Tutorial 26: Cross-validating against ORCA, Psi4, PySCF

You’ll learn: how to run the same calculation through vibe-qc and one or more external QC codes, build a comparison table, and assert numerical agreement to a target tolerance.

Why: every QC code has bugs; cross-checking against independent implementations is the gold-standard way to know your number is right. Cross-validation is also how new methods get defensible — agreement with ORCA-CCSD(T) or PySCF-MP2 is what turns “vibe-qc says X” into “vibe-qc + ORCA + PySCF agree on X.”

Prerequisites:

  • vibe-qc installed (Phase A v0.5+ for the dipole / Hessian / polarizability cross-checks; energy + forces work in any v0.4+).

  • PySCF (pip install pyscf into the vibe-qc venv — Apache-2.0, cheap, recommended).

  • Optionally ORCA, Psi4, NWChem — see the external codes user guide for install paths.

This tutorial works at three levels of degradation:

  1. vibe-qc + PySCF — the minimum, ships with the test dependency. PySCF gives most of what we need for energy + force validation.

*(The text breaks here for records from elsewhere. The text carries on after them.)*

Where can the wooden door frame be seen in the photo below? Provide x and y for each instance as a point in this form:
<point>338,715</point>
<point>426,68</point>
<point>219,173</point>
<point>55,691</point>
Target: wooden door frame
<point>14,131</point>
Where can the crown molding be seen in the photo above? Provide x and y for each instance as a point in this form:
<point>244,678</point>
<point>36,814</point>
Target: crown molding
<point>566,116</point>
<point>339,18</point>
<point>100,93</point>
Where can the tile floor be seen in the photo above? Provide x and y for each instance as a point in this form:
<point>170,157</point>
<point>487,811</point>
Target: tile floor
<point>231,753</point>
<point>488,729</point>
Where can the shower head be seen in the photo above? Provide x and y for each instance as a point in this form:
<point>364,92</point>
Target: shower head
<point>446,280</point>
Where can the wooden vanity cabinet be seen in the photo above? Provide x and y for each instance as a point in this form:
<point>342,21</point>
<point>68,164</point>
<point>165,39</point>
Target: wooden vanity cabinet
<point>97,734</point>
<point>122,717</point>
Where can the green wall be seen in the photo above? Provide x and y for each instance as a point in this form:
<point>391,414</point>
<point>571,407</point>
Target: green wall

  2. + ORCA — adds dispersion (D3-BJ), grid-density-independent DFT cross-checks, and a different integral library so a numerical bug in our integrals shows up as a real disagreement.

  3. + Psi4 — adds a third independent implementation with different conventions; useful when you need to pinpoint where a disagreement comes from.

Setup: detect what’s available

from vibeqc.benchmark import print_calculator_availability

print_calculator_availability()
# vibeqc     ✓ available  (Python-native)
# pyscf      ✓ available  (Python-native)
# orca       ✓ available  (/opt/orca_6_1_1/orca)
# psi4       ✗ missing    (Install with `pip install psi4`...)
# ...

The framework auto-detects ORCA via $ASE_ORCA_COMMAND / $ORCA_COMMAND / $ORCA_PATH / which orca. Psi4 needs import psi4 to succeed in the vibe-qc venv (see the external codes guide for the conda Python-version trap). NWChem / Gaussian / Q-Chem are similarly auto-detected if their binaries are on $PATH.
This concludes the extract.